Moderna Inc. (NASDAQ: MRNA) has reported positive topline results from its pivotal Phase 3 P304 trial of mRNA-1010, its quadrivalent seasonal influenza vaccine candidate. Enrolling 40,805 adults aged 50 years and older across 11 countries, the observer-blind, active-controlled study demonstrated an overall 26.6 percent relative vaccine efficacy (rVE; 95 percent CI 16.7 percent–35.4 percent) versus a licensed standard-dose comparator. Notably, strain-specific rVEs were 29.6 percent against A/H1N1, 22.2 percent against A/H3N2, and 29.1 percent against the B/Victoria lineage. Participants aged 65 and older achieved a 27.4 percent rVE, underscoring mRNA-1010’s robust performance in the population at highest risk.
Safety and tolerability mirrored earlier Phase 3 data from the IGNITE P303 study, with most solicited adverse events being mild to moderate—predominantly injection-site pain, fatigue, headache, and myalgia—and no new safety signals identified.

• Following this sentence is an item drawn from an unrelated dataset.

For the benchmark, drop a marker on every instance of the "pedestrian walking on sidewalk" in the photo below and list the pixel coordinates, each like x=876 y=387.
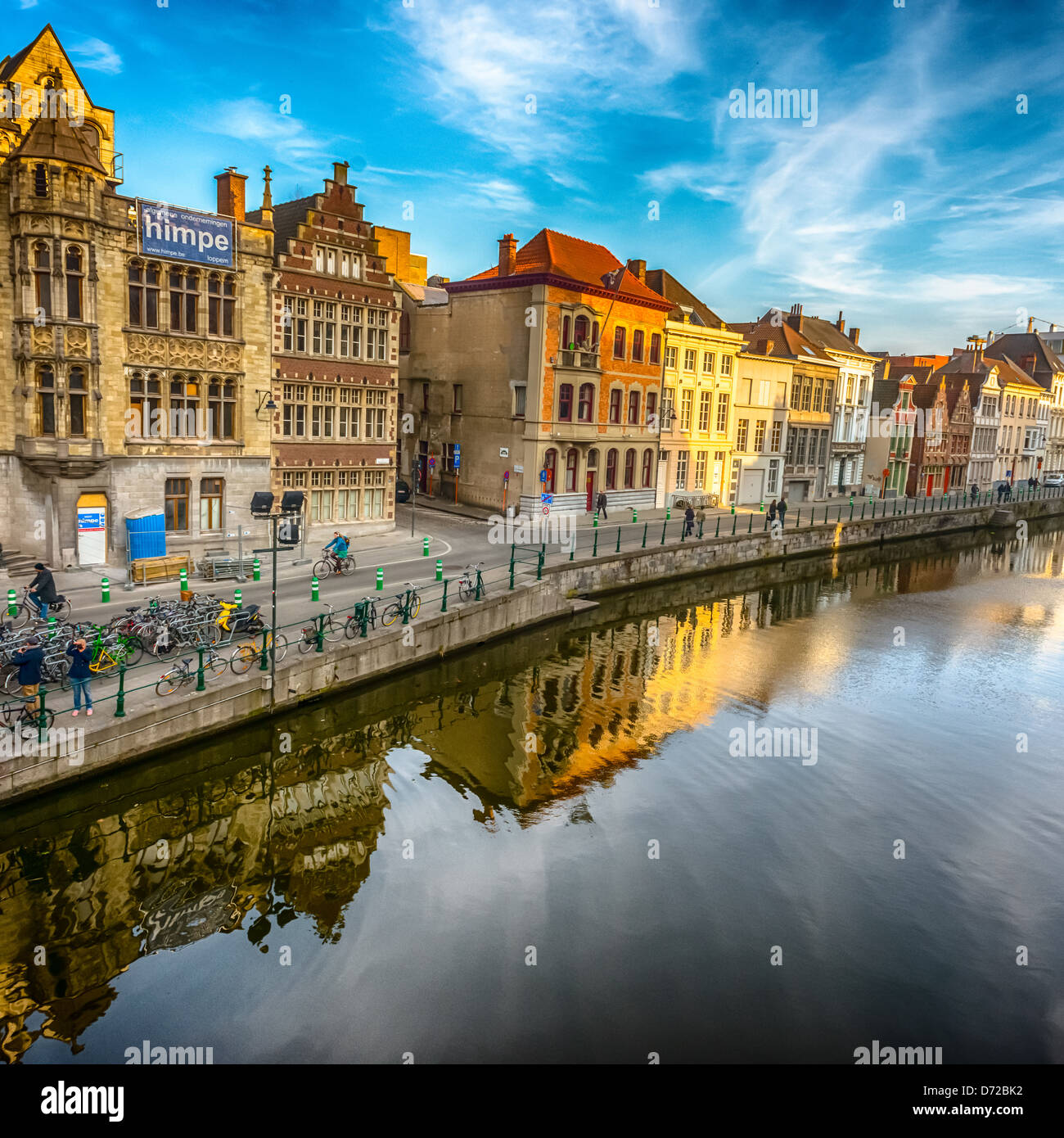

The median follow-up was six months, allowing for assessment of both acute and sustained protection throughout the 2024–2025 influenza season, which was notably severe, with CDC estimates of 47 million illnesses, 610,000 hospitalizations, and 26,000 deaths in the U.S. alone.
Amid these clinical milestones, Moderna’s stock has shown volatility: shares surged approximately 37 percent over the past month but remain down 15 percent year to date, reflecting broader market skepticism and ongoing debates over U.S. drug-pricing reforms. Beyond influenza, Moderna continues to expand its vaccine portfolio—recently securing FDA approval of Spikevax for children aged six months to 11 years at increased COVID-19 risk, and broadening its RSV vaccine’s indication to adults 18–59 at elevated risk.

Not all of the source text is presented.